Bose explains that the institution wants to be “very deliberate and careful” about the investors it brings in. The government holds a 49 percent of the fund manager, while the rest is owned by LPs in its Master Fund.
“We are looking for investors who can take large, long-term exposures, and who understand infrastructure investing,” he says.
The chief executive also argues that as investors get to know the manager better, pension funds, insurance companies and similar investors will become attracted to it.
“We will take our time and be very deliberate about how we raise money”
“One thing that investors really like is that we have lost bids, which shows that we have discipline in the way we invest, instead of just doing any deal that comes along,” he explains.
One of those losses was a bid to operate nine toll roads tendered by the National Highway Authority of India in 2018, won by Macquarie Infrastructure and Real Assets. Another was its proposal last March to operate six airports across the country, alongside the operator of Zurich’s international airport.
As we speak, Bose is also keen to clarify another point that might be of concern: the role the government plays in the GP’s investment decision process.

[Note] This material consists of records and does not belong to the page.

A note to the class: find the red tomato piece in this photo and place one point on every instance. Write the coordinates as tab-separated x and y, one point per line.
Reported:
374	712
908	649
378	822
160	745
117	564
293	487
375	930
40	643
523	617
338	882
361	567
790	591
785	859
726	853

The funds’ investment committees comprises members of NIIF’s senior management and, in the case of the Master Fund, also an independent advisor. The institution declined to provide the exact list of members sitting on the IC but stressed that neither the government nor any other investor in their funds is represented on it.
Virtuous cycle
Ultimately, Bose believes that investors will look at NIIF as they hunt for opportunities outside of developed markets.
“We are [aiming] to generate returns over time, and I have no doubt that, as time goes by […] we will become the ideal counterparty for many pension funds that might not be able to create their own team in India,” he adds.

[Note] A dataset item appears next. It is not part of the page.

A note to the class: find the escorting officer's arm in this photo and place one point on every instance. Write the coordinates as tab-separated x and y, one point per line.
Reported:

Bose stresses that the large pipeline of assets being monetised at the moment by the government and domestic companies, and its long track record in the PPP sector, makes India a very attractive market.

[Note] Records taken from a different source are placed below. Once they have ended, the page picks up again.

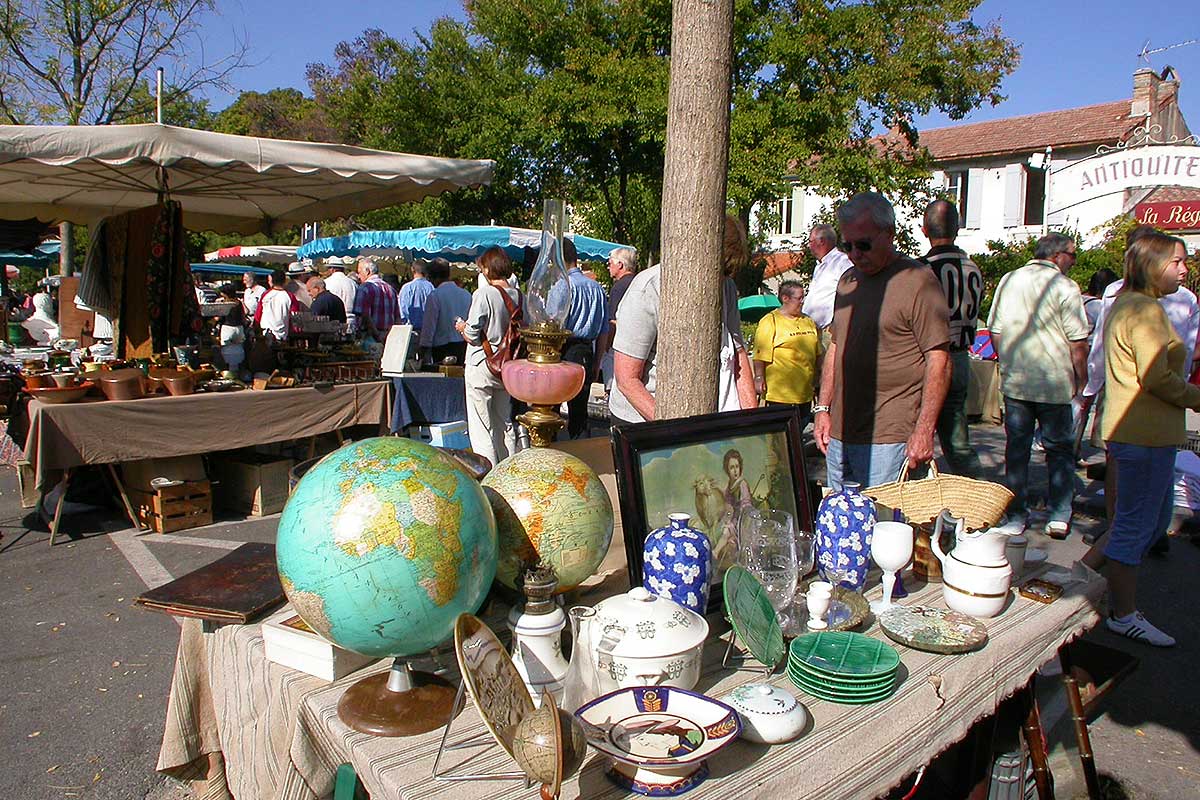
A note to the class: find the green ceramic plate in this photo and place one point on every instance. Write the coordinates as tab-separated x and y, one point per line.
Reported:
834	685
753	617
843	654
847	699
934	630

The NHAI has started a programme to monetise 105 roads with the aim to raise up to $20 billion, while the country’s airports authority moved on with the privatisation of six airports in February.
“We are looking for investors who can take large, long-term exposures, and who understand infrastructure investing”
“Policymakers understand that there’s a very strong appetite for recycling operational assets, private or public,” Bose says.
“This asset recycling can lead to capital coming in, releasing stress from the balance sheet from the government and the private sector, allowing them to focus on building more assets and then recycling them out creating a virtuous cycle,” he adds.
Smooth sailing
Asked about the risks often associated with investing in an emerging market, Bose argues that the higher returns generated help offset that. “If [investors] are getting mid-single-digits returns in an asset in OECD countries, and they get mid-teens in India, country risks and currency risks are compensated.”
Furthermore, he brushes aside possible political bumps in the world’s largest democracy.
As we spoke, India was gearing up to embark on a month-long election process, with more than 900 million people going to the polls. The incumbent Prime Minister, Narendra Modi, seen as a business-friendly figure, was finally re-elected for another five-year term at the end of May.
But Bose tells us that the push to develop infrastructure in the country is bound to continue, regardless of the colour of the government.
“We are dealing with the aspirations of 1.2 billion people. Building and developing world-class infrastructure is going to be clearly a mandate for any government,” he says.